Nach dem Scheitern der Jamaika-Verhandlungen starten Union und SPD einen neuen Anlauf zu einer Regierungsbildung. Die SPD machte am Donnerstag auf einem Parteitag in Berlin nach stundenlanger kontroverser Debatte mit großer Mehrheit den Weg für „ergebnisoffene Gespräche“ frei, die in der kommenden Woche beginnen sollen. Drei Ergebnisse sind möglich: Neuauflage der großen Koalition, Tolerierung einer Minderheitsregierung und Neuwahlen. „Es gibt keinen Automatismus für irgendetwas“, versprach Parteichef Martin Schulz.
Die SPD schickt Schulz mit einem mäßigen Ergebnis bei der Wiederwahl als Parteichef in die Gespräche mit der Union. Der 61-Jährige erhielt 81,9 Prozent der Stimmen. Im März hatte er noch 100 Prozent bekommen, dann aber die Bundestagswahl mit dem historisch schlechten Ergebnis von 20,5 Prozent verloren. Zu seiner Wiederwahl sagte Schulz: „Ich wünsche mir, dass auf der Grundlage dieses Ergebnisses bessere Zeiten kommen.“ Bei 43 Wahlen der SPD-Vorsitzenden seit 1946 gab es nur fünf Mal schlechtere Ergebnisse.

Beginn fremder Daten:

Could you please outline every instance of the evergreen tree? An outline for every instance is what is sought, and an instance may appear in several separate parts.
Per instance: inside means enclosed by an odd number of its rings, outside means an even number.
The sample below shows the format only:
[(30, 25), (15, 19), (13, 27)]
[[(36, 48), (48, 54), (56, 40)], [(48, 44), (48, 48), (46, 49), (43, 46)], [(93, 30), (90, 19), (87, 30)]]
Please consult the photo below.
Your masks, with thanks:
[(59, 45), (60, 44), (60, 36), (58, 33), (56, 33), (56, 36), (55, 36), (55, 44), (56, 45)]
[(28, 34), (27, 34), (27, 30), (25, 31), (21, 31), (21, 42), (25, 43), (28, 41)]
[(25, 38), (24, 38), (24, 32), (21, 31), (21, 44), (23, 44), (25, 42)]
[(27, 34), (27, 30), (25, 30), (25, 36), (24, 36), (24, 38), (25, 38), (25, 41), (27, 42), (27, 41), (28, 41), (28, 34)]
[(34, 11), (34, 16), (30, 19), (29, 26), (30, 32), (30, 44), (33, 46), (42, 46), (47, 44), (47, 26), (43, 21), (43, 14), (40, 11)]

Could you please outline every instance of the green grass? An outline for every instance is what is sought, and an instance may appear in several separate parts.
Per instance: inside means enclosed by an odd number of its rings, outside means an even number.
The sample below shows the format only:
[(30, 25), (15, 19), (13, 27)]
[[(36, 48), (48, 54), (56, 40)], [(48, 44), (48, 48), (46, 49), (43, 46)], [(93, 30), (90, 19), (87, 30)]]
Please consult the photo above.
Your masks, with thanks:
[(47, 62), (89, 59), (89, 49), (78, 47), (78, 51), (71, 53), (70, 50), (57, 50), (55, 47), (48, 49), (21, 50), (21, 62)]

Schulz hatte vor der Abstimmung eindringlich für Gespräche mit der Union geworben. „Wir müssen nicht um jeden Preis regieren. Aber wir dürfen auch nicht um jeden Preis nicht regieren wollen“, sagte er in seiner mehr als einstündigen Rede. In der anschließenden Debatte schlug ihm aber massiver Widerstand gegen eine große Koalition entgegen. Kurz vor der Abstimmung am Abend ergriff Schulz noch einmal das Wort und sagte: „Ich bitte um Euer Vertrauen und sonst überhaupt nichts.“ Schulz hatte die große Koalition auch nach Scheitern von Jamaika zunächst ausgeschlossen, dann aber eine Kehrtwende vollzogen.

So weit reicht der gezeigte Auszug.